The Brundtland Report, a 1987 document published by the United Nations’ World Commission on Environment and Development focused the human mind on the impact our consumption patterns, social and economic advancement has on the environment and natural resources. It defined the term sustainable development and drew attention to linkages between social, environmental and economic issues.
The report sees sustainable development as an effective approach to meeting the requirements of the present without impacting on the ability of future generations to satisfy their own needs. It encourages The United Nations, Governments and Businesses to make sustainable development a central doctrine. Sustainable development seeks to balance the needs of the present without jeopardising the prospects of future generations. It’s a global concept with implications for businesses at the highest strategic level.

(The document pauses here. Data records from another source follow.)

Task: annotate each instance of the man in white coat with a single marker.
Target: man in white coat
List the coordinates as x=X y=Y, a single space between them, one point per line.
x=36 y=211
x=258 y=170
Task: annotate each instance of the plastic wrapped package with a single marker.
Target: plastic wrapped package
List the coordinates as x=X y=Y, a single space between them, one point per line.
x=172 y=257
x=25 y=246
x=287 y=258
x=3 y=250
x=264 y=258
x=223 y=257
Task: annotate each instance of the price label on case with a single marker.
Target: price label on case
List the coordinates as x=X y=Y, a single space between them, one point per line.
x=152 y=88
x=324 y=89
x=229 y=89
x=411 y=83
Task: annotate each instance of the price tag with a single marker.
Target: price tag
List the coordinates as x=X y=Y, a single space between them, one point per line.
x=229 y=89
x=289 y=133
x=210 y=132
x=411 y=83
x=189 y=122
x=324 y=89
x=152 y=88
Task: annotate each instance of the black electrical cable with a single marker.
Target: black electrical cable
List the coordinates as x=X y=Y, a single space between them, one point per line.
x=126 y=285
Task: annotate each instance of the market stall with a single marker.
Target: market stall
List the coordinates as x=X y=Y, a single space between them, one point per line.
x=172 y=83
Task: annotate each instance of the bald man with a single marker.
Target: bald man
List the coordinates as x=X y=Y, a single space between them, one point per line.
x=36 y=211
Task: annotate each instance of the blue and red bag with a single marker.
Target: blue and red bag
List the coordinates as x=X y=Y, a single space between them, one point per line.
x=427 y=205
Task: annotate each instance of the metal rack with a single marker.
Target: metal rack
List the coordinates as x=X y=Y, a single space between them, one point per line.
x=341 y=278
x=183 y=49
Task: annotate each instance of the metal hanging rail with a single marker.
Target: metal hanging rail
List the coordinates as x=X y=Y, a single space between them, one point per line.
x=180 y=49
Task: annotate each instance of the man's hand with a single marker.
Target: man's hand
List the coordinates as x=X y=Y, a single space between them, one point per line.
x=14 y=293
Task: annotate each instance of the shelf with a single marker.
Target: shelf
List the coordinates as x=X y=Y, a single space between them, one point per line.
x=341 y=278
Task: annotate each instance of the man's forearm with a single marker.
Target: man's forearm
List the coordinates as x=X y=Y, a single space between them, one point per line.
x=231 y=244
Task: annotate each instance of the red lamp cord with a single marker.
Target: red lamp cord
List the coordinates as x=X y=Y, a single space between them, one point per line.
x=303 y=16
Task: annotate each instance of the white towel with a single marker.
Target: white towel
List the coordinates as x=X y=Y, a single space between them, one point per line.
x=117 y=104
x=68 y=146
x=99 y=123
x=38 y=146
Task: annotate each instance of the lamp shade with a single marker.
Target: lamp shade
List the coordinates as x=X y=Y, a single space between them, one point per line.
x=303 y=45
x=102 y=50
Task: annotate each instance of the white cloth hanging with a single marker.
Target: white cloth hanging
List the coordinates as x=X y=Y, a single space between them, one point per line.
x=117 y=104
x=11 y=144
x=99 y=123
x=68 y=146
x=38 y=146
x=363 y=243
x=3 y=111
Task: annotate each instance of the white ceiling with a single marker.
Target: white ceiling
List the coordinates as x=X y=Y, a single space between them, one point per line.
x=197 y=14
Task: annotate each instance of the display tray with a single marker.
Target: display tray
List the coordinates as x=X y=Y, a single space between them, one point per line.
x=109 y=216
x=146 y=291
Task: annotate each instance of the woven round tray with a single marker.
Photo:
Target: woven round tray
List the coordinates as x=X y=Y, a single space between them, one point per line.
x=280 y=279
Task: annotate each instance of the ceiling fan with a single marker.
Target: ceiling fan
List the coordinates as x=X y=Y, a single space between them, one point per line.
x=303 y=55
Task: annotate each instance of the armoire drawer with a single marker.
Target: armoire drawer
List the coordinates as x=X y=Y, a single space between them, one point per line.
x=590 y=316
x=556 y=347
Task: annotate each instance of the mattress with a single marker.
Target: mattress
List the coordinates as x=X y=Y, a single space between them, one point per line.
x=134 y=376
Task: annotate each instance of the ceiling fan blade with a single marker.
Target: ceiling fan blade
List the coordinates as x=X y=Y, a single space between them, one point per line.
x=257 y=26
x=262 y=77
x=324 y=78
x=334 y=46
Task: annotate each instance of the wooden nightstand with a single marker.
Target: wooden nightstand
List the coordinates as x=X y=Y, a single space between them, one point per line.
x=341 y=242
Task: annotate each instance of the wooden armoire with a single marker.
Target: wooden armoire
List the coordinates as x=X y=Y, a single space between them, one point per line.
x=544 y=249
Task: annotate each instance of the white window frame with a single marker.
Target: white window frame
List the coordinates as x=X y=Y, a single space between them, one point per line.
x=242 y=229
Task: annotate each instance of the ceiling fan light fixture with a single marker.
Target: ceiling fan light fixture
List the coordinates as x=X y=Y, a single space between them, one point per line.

The awareness of sustainable development increased substantially after this report, businesses began to scrutinise the impact of their operations as well as supply network activities that have societal and environmental effects. Along these lines, sustainable development has now been absorbed and translated by businesses into the three pillars of sustainability known as social, economic and environmental. These pillars should be of equal significance in terms of appraising business performance, and all three must be in equilibrium for long-run business viability. However, the drive for cost efficiencies has led to an acceleration in international and global sourcing. As a result, the extended supply chains of businesses have had a substantial impact on the social and environmental pillars.
The movement of goods from point of production to point of consumption have an impact on the environment whilst the drive for cheaper inputs have a direct impact on living standards. To eliminate this impact and ensure all levels of the supply network is acting in a sustainable and responsible way, businesses should map their supply networks and engage with suppliers to improve their performance and truly have a positive impact on sustainability. In this context, procurement is strategically and uniquely placed to develop and deliver supply networks that embraces and integrates the concepts of sustainability into the fabric of their operations.
Procurement can maintain best practice and drive change across the extended enterprise due to its detailed knowledge of business performance metrics that needs to be embraced and adopted by supply network participants. From a strategic perspective, incorporating sustainability criteria in the supplier selection, award and management processes can minimise or eliminate the negative impact supply networks have on sustainability. This will require procurement to track and verify supplier performance through effective supplier management approaches. Procurement must continue to scan the supply market for new technology and innovation that facilitates sustainability whilst also avoiding procurement practices that inhibits sustainability and increase vulnerability.
The sources of supply are key to overall business performance and therefore, sustainability is not only about the three pillars, but also the about the future of the business. If the components of sustainability are properly addressed, it can help businesses secure their future, improve efficiency, bolster profit, enhance their reputation and increase its attractiveness.
As we have seen recently, sustainability is a topical issue that continues to grab media headlines. There are much more businesses can do, and this will require effective utilisation of procurement. Therefore, the procurement professional needs to be knowledgeable about legislative standards as well political, social and economic elements that facilitates sustainability. Procurement needs to take the lead and continue to build its reputation as a strategic function.